The basis of this system is formed by a relational database that is being accessed via an object-relational mapping layer in the scripting language Tcl. The database has basic classes representing sequences (seq) and features (ft) linked to a sequence. Sequence features that result from different analyses can have different types of associated data, so they are stored as subclasses of the class feature. Although putting the sequences themselves as BLOBs under transaction control in the database would be possible, they are currently stored in separate files for performance reasons. Sequences can be imported from different sources using different formats. E.g. Public sequences and their features can be imported in EMBL or Genbank format, including all reference and cross reference information. Private sequences can be imported in the FASTA format.

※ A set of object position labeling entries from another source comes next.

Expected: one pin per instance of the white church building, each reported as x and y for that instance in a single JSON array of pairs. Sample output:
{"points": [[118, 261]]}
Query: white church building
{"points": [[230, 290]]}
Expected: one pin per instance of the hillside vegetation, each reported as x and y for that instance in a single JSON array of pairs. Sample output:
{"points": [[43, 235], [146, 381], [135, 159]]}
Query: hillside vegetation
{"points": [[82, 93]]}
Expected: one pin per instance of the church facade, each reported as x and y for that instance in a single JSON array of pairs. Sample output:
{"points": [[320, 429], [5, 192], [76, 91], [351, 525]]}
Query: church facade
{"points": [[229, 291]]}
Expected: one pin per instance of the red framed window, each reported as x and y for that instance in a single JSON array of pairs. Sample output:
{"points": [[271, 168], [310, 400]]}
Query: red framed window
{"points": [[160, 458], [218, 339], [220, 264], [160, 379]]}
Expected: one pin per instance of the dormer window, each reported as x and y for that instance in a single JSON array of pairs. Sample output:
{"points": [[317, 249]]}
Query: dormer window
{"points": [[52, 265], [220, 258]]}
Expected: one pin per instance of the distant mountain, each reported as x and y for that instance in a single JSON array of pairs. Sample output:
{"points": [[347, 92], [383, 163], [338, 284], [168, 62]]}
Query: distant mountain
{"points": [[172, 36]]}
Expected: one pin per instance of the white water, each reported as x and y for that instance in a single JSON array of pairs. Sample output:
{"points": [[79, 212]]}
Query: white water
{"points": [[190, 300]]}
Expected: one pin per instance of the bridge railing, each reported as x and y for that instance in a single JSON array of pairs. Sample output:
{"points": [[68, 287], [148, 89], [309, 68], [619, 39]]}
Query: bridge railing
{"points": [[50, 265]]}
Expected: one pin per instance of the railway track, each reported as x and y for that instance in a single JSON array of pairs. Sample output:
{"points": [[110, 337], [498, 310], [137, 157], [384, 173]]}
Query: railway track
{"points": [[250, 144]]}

Different analyses are controlled by scripts called run-adapters: They extract the necessary information for an analysis from the database, convert it into the right format, and start the analyses. The results of the analysis are imported by an import-adaptor that parses the result files, and puts the data in the appropriate places in the database. Currently adaptors have been developed for a number of analyses that are available for local execution: These include general sequence analysis (e.g. CpG island detection), repeat detection (RepeatMasker, sputnik), database searching (BLAST, SNPs) and gene prediction (genscan, geneid). Each of the run-adaptors can be executed on a different node of the cluster, and some adaptors can be parallelized even further (BLAST over different databases).

A system for visualizing the results has also been developed. The X-axis represents the position in the sequence. A number of lines with blocks and accompanying labels over (forward) or under (reverse) the line represent the features on the given position. The features shown on each line depend on a query in the database. Using a script, colors, thickness and labels of a block can be based on data about the feature in the database, e.g. a darker gray block for better scoring predictions. All data about the feature can be requested by a mouseclick. Feature data can also be queried directly in the database or exported to tables for further analysis.